I have been listening to MSNBC on a site fmradiofreedotcom
I put up an OP in the Website group but no joy. My question is it shows "Not Secure" in the location bar of my browser. Does anyone know about problems with this site? I really like it. The streaming sites for both audio and video tend to drop out or the audio goes bad requiring a reload of the page. This site is rock solid.
mucifer
(24,787 posts)I know others watch it for free on websites. I'm not sure if those sites are legal or have viruses. I like tunein and the link is also at MSNBCs website.
TexasProgresive
(12,275 posts)targetpractice
(4,919 posts)TuneIn is live. The podcasts are delayed by an hour or so, but have almost no commercials... Available everywhere there are podcasts.
TexasProgresive
(12,275 posts)CloudWatcher
(1,922 posts)The "Not Secure" tag means you are using HTTP and not HTTPS.
So what?
HTTP is the original "web" protocol. All the data packets between your computer and the remote site are sent "in the clear". If you were using "HTTPS" all the packets are encrypted.
Well ok, so what?
The Internet is a network of networks. Almost always, your packets are physically sent over more than one network. E.g. from your wifi, to your DSL, to your ISP, to the internet backbone, to the ISP of the server, then finally to the server on the other end. And then back to you.
A lot of people have access to those networks. And can see the traffic on them.
And with HTTP the contents of your packets are not-encrypted, they're in the clear.
With HTTPS, the contents of the packets are encrypted and useless to people evesdropping on the traffic (*).
You should never be using HTTP with a service that should be private (e.g. a bank or checkout page of a store). But HTTP is fine for reading news sources where you don't care who knows it. E.g. listening to MSNBC.
Also with HTTPS there is some "authentication" so you can be reasonably certain that the site you're connected to is the one you intended. E.g. not a different site pretending to be BankOfAmerica.com, ready to steal your login and password and money.

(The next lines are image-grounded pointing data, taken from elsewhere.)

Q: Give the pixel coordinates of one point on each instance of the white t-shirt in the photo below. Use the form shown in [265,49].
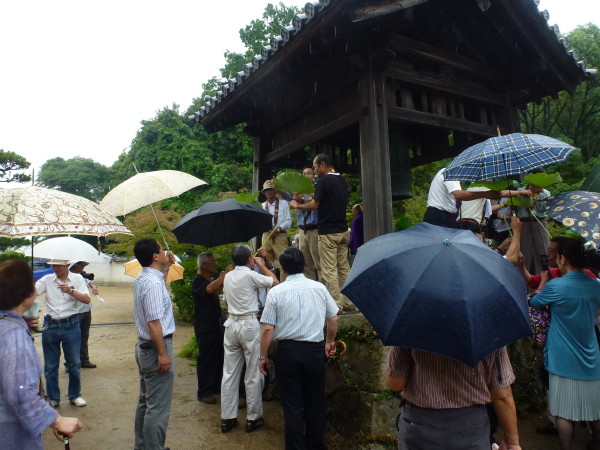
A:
[474,209]
[440,193]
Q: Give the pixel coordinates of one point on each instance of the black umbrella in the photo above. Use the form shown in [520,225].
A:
[226,222]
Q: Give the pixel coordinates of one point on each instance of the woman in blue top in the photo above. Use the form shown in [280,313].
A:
[24,414]
[571,355]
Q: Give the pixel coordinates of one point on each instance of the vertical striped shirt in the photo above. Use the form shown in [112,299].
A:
[437,382]
[151,301]
[298,309]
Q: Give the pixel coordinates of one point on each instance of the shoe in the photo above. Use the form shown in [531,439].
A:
[549,429]
[209,399]
[227,425]
[78,401]
[252,425]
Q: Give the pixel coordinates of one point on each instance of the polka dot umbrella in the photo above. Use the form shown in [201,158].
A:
[578,210]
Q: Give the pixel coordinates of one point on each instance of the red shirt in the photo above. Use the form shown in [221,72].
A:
[535,280]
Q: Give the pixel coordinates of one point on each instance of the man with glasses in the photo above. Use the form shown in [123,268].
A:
[331,200]
[153,313]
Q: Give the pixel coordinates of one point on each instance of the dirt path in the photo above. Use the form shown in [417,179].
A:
[111,392]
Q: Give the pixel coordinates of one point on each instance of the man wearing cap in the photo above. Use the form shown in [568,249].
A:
[282,220]
[85,314]
[153,314]
[64,293]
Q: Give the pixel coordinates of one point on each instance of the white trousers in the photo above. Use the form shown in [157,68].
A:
[241,342]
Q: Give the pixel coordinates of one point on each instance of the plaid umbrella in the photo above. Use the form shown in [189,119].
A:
[503,156]
[578,210]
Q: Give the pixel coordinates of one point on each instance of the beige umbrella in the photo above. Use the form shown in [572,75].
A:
[133,268]
[146,188]
[32,211]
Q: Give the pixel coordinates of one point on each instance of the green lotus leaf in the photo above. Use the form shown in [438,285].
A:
[542,180]
[248,197]
[496,185]
[521,200]
[294,182]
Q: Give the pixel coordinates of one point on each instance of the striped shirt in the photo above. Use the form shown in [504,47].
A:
[61,305]
[437,382]
[151,301]
[298,309]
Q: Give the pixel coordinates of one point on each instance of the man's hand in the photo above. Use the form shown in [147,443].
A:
[164,363]
[330,349]
[67,426]
[263,366]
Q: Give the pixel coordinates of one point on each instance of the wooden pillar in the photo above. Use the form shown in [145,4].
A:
[375,156]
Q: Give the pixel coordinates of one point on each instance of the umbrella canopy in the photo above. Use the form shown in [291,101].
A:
[146,188]
[578,210]
[68,248]
[226,222]
[440,290]
[31,211]
[509,155]
[133,268]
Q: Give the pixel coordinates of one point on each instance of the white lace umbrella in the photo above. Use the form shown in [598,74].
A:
[69,248]
[146,188]
[33,211]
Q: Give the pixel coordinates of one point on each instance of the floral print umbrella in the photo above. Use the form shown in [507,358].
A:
[578,210]
[33,211]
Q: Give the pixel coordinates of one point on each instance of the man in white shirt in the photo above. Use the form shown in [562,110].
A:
[443,196]
[64,293]
[282,221]
[242,338]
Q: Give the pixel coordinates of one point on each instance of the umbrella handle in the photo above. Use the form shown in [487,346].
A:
[342,344]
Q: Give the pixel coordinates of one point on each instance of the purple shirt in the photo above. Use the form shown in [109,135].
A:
[23,413]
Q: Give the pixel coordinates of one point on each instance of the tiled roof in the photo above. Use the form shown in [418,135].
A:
[299,23]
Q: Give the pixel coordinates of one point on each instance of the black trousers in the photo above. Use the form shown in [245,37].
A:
[85,320]
[300,379]
[209,368]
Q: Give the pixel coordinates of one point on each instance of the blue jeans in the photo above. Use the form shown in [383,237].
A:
[69,335]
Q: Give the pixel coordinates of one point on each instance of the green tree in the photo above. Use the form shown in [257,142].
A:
[572,118]
[11,162]
[79,176]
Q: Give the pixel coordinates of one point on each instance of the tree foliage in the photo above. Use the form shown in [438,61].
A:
[79,176]
[10,163]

Flagging all "http" sites as "not secure" is a bit of overkill. But it is getting easier and easier to move to https. So this is basically a culture war being waged by the browser makers to get all the major servers to switch to HTTPS.

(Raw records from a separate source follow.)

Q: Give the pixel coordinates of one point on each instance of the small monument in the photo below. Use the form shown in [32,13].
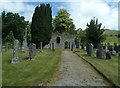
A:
[53,46]
[100,52]
[15,52]
[32,50]
[90,49]
[24,45]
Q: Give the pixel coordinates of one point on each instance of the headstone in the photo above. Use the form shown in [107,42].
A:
[6,47]
[72,47]
[53,46]
[15,58]
[41,46]
[116,48]
[108,55]
[24,45]
[32,50]
[90,49]
[100,52]
[110,48]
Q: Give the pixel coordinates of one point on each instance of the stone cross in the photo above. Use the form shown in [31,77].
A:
[90,49]
[15,58]
[32,50]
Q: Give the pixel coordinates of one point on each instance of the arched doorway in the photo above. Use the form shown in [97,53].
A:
[66,45]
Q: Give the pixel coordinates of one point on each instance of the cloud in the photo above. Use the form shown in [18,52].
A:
[82,12]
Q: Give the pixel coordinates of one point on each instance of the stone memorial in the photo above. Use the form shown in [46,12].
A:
[108,55]
[6,47]
[100,52]
[41,47]
[15,58]
[90,49]
[32,50]
[24,45]
[53,46]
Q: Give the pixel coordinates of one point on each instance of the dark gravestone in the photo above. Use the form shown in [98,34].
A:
[32,50]
[15,52]
[100,52]
[90,49]
[108,55]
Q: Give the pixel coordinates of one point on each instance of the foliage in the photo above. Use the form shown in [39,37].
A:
[15,23]
[41,27]
[94,33]
[63,23]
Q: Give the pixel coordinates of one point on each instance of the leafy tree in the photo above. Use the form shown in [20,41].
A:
[15,23]
[41,27]
[94,32]
[63,23]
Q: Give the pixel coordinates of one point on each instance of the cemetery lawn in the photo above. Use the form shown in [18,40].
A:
[109,68]
[40,70]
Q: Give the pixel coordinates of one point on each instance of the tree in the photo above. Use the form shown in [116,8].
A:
[15,23]
[63,23]
[94,32]
[41,27]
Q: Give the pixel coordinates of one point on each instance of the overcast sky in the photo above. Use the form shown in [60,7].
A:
[81,11]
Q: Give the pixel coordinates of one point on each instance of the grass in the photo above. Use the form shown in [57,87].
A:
[30,72]
[112,39]
[107,67]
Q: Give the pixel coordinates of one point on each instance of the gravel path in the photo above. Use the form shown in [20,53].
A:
[73,71]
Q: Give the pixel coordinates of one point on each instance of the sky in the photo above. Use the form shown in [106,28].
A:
[81,11]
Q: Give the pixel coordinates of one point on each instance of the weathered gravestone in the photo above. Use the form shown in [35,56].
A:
[72,47]
[40,46]
[15,58]
[6,47]
[116,48]
[53,46]
[110,48]
[100,51]
[108,55]
[32,50]
[90,49]
[24,45]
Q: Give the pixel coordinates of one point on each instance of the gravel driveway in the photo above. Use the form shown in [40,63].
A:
[73,71]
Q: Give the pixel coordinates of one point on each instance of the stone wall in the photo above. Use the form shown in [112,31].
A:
[63,38]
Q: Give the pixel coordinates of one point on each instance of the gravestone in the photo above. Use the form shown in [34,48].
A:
[15,52]
[116,48]
[6,47]
[40,46]
[24,45]
[72,47]
[108,55]
[100,52]
[53,46]
[110,48]
[32,50]
[90,49]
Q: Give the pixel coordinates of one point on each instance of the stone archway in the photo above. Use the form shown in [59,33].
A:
[66,44]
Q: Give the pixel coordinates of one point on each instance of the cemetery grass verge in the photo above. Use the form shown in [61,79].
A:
[107,68]
[34,72]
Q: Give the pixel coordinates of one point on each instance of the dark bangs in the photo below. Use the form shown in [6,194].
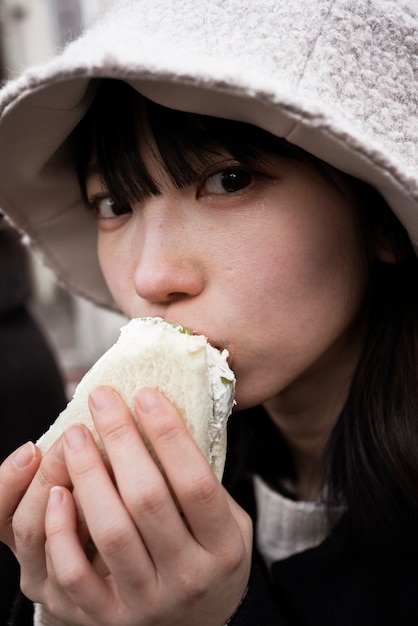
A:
[183,143]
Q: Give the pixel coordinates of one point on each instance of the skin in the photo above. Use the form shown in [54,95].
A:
[274,271]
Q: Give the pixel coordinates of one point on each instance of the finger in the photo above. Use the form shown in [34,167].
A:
[16,474]
[109,523]
[202,498]
[29,518]
[71,577]
[142,487]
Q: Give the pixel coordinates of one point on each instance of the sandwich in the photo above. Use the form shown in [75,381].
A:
[191,373]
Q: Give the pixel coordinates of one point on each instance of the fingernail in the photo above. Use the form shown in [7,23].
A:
[56,496]
[102,397]
[59,451]
[148,400]
[75,437]
[24,455]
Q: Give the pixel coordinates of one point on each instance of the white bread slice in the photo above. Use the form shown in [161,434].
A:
[153,353]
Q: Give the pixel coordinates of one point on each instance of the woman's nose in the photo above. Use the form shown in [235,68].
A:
[168,268]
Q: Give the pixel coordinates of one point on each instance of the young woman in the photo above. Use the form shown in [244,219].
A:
[234,167]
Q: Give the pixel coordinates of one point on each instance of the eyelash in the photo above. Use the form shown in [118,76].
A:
[234,171]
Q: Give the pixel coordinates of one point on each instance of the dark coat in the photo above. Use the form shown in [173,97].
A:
[324,586]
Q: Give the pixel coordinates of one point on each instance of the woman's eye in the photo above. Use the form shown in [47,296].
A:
[106,208]
[228,180]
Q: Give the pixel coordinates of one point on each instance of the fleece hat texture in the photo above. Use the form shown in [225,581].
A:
[338,78]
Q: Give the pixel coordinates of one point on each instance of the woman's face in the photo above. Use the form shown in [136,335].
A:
[268,263]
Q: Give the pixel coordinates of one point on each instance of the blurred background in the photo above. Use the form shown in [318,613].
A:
[32,31]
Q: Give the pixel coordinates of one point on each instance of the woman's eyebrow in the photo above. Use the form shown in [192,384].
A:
[92,169]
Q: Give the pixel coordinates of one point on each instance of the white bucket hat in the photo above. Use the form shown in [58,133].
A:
[339,78]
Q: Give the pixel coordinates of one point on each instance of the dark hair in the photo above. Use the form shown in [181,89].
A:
[371,463]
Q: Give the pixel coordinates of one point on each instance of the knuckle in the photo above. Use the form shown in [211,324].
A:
[114,541]
[168,433]
[26,586]
[202,488]
[72,579]
[152,500]
[192,588]
[23,533]
[117,430]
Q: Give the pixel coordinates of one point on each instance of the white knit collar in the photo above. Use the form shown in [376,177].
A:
[285,527]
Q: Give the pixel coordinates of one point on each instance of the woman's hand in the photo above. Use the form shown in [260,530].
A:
[25,483]
[165,555]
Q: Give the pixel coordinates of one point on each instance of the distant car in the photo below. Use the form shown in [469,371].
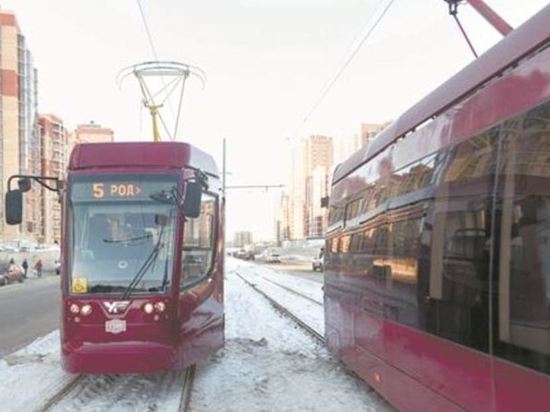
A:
[11,273]
[245,255]
[318,262]
[273,258]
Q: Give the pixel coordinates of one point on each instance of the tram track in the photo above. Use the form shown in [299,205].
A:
[283,310]
[92,387]
[187,388]
[59,395]
[293,291]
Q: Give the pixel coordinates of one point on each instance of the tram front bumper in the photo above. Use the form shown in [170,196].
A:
[118,357]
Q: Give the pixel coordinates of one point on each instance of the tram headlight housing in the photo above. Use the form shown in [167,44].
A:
[148,308]
[86,310]
[160,306]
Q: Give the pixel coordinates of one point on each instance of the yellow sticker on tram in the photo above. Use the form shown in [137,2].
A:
[79,285]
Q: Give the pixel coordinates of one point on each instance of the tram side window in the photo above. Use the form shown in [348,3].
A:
[522,318]
[199,243]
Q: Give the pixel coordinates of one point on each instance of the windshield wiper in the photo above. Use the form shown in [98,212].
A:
[128,240]
[151,259]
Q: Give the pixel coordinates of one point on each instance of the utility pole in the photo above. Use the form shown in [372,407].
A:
[224,177]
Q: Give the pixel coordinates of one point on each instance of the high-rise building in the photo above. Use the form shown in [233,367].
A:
[19,136]
[282,219]
[311,166]
[92,133]
[243,239]
[54,148]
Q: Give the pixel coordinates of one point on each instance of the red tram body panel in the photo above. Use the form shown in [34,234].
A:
[437,272]
[142,282]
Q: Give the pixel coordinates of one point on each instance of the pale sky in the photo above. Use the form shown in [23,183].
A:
[266,62]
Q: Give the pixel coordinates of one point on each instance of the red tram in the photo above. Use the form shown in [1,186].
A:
[142,256]
[437,277]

(*) even with encrypted HTTPS traffic, an eavesdropper can see source and destination addresses. So if you're using HTTPS to connect with (for example) "lets-blowup-the-world.com" ... the contents of your session are encrypted. But the fact that you're communicating with "lets-blowup-the-world.com" is not hidden.
TexasProgresive
(12,275 posts)I didnt want to suggest if it could be harmful.
CloudWatcher
(1,922 posts)Hmm, the company is based in Portugal, but with sites that cover many many countries. Interesting!

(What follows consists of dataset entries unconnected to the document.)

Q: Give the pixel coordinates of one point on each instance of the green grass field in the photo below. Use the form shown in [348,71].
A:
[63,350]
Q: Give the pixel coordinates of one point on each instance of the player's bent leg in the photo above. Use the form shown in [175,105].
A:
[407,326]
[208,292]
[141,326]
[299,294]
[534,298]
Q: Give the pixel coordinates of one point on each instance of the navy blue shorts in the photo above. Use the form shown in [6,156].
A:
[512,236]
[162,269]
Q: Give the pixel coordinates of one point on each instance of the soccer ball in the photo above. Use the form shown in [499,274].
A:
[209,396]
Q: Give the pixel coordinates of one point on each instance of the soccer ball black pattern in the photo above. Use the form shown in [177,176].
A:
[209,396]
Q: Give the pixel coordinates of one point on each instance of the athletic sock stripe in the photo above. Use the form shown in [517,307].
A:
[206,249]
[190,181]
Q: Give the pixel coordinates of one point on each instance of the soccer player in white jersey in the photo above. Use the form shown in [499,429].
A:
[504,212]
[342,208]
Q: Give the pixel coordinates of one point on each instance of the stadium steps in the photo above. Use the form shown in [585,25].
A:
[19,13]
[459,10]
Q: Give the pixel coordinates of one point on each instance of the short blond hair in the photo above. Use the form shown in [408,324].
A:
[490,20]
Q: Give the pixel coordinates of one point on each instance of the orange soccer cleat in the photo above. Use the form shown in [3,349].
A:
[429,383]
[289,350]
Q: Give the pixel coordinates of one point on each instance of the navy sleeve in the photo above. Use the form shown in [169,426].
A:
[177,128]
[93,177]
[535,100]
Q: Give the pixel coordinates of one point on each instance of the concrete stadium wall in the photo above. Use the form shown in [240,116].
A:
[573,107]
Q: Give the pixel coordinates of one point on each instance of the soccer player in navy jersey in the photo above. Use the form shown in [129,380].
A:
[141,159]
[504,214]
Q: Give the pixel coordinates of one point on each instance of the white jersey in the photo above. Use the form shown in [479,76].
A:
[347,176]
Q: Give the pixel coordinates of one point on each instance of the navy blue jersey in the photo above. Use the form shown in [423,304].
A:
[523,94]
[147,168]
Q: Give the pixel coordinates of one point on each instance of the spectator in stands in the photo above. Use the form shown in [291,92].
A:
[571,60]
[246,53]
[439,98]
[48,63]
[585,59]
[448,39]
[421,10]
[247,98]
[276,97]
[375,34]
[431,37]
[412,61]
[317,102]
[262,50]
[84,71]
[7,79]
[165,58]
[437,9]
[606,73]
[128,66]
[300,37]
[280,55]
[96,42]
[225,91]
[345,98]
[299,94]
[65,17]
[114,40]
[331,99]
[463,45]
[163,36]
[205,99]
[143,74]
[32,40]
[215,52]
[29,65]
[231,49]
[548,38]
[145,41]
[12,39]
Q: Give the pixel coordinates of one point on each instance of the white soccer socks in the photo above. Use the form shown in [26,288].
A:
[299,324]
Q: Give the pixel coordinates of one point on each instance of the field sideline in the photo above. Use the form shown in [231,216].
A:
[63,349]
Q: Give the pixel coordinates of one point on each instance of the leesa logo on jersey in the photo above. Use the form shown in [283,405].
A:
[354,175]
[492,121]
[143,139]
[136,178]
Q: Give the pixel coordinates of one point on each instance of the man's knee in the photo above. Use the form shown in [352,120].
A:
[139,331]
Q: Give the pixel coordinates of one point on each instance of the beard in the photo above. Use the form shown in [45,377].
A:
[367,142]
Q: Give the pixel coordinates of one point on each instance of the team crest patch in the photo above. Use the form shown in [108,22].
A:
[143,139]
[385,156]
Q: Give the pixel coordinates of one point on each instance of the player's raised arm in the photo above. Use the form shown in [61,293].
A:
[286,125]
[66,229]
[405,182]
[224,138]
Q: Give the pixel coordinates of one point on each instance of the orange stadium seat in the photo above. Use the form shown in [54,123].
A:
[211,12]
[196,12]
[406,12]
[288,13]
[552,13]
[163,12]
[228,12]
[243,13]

Mostly it's an aggregate, redelivering content produced by others. But it's clear they have more than a little funding. And if they're evil, it's not getting detected by Apple/Safari. Apple does maintain a list of sites that are black-listed, and those are *much* more difficult to get to accidentally.
Ah, they have about 48 "sites" covering different countries. And 14 of those are using HTTPS.
At some point they should switch all their servers over to use https. It does take a little more cpu time (i.e. $) to encrypt traffic, so I suspect they're just being cheap for now.
Offhand they don't seem too evil, other than making money (with ads) by aggregating other people's conntent (kinda like news.google.com for example).